Just north of the Inner Harbor of Gloucester, Route 127 meets the southern end of Route 127A, just before crossing near the northern end of Route 128. Route 127 then crosses into the town of Rockport. The route passes towards the downtown, meeting the northern end of Route 127A and passing the Rockport station. Route 127 then heads north near the shore, passing Gull Cove, Rowe's Cove, Pigeon Cove and Ocean View, before bending southward (contrary to its signage) at Halibut Point State Park. It then re-enters Gloucester, heading southward along Rowley Shore and along the banks of the Annisquam and Mill Rivers before finally ending at Route 128, at Grant Circle.

Overall, it is noted for being a scenic road with a good view along much of Essex County’s coast.

North Shore Route 127 in Beverly was named as one of the 1,000 places to visit in Massachusetts by the Great Places in Massachusetts Commission.

== History ==
Route 127's route in 1930 was almost identical to the current route. However, it originally continued south of Grant Circle to end at itself. It was cut back in the mid-1990s.

==Major intersections==

| Location | mi | km | Destinations | Notes |
| Beverly | 0.00 | 0.00 | Route 1A north – Salem, Wenham, Ipswich Route 22 begins | Southern terminus; southern terminus of Route 22 |
| 0.10 | 0.16 | Route 22 north – Essex | Northern end of Route 22 concurrency |
| 1.10 | 1.77 | Route 62 west – Beverly Center | Eastern terminus of Route 62 |
| Gloucester | 13.60 | 21.89 | Route 133 west to Route 128 – Essex, Ipswich | Eastern terminus of Route 133 |
| 15.10 | 24.30 | Route 127A north – Rockport | Southern terminus of Route 127A |
| 15.30 | 24.62 | Route 128 – Beverly, Boston, East Gloucester, Rocky Neck |  |
| Rockport | 19.10 | 30.74 | Route 127A south – Rockport Center, Gloucester, Bearskin Neck | Northern terminus of Route 127A |
| Gloucester | 26.70 | 42.97 | Route 128 – Beverly, Boston, Rockport | Northern terminus; Grant Circle |
1.000 mi = 1.609 km; 1.000 km = 0.621 mi Concurrency terminus;

==Route 127A ==

Route 127A is a north-south Massachusetts state route that runs from Gloucester to Rockport.

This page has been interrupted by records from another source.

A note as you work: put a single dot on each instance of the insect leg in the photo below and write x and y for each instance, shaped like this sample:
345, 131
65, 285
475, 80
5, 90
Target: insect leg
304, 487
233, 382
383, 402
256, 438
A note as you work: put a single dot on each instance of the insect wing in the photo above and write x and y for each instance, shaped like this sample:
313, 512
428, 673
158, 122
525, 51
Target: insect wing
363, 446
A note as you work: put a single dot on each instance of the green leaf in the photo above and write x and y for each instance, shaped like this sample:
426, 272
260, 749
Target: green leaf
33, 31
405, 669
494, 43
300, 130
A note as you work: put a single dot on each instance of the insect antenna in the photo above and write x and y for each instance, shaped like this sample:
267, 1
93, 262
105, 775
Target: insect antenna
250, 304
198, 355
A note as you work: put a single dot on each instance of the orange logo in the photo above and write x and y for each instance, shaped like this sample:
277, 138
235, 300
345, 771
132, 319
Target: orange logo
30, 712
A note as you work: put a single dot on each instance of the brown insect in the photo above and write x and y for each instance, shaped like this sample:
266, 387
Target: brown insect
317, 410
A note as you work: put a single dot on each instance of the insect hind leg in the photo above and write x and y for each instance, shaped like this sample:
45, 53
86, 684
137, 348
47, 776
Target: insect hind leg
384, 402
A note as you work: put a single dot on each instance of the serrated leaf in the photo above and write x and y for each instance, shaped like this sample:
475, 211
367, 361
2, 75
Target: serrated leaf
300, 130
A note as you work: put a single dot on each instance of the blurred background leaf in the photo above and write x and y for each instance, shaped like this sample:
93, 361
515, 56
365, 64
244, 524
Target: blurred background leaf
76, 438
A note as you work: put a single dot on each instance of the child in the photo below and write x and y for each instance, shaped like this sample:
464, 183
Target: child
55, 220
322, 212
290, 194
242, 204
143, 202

All of the route is in Cape Ann, and it serves as a coastal alternative to Route 127.

The route starts in Gloucester where Route 127 leaves East Main Street and turns north to become Eastern Avenue. Route 127A continues east as East Main Street for about 500 feet before meeting the northern terminus of Route 128. Here, Route 127A takes the name of Bass Avenue, which it retains for half a mile before coming to an intersection with Atlantic and Thatcher Roads. At this point, Route 127A turns north onto Thatcher Road, bending northeast and east again, while passing Good Harbor Beach. After passing the beach entrance, the road begins to bend in a northeasterly direction as it crosses the town line into Rockport, keeping the name of Thatcher Road. After 1.6 miles in Rockport, the route comes to an intersection with South Street. Route 127A veers northwards onto South Street, eventually bending to the west. At Prospect Street, the road takes the name of Mt. Pleasant Street and heads northwest to downtown Rockport. As it approaches downtown, passing part of Rockport Harbor, Route 127A turns southwest onto Broadway and abruptly heads away from downtown Rockport. Finally, Route 127A terminates at an intersection with Route 127. Route 127A was commissioned in the early 1950s.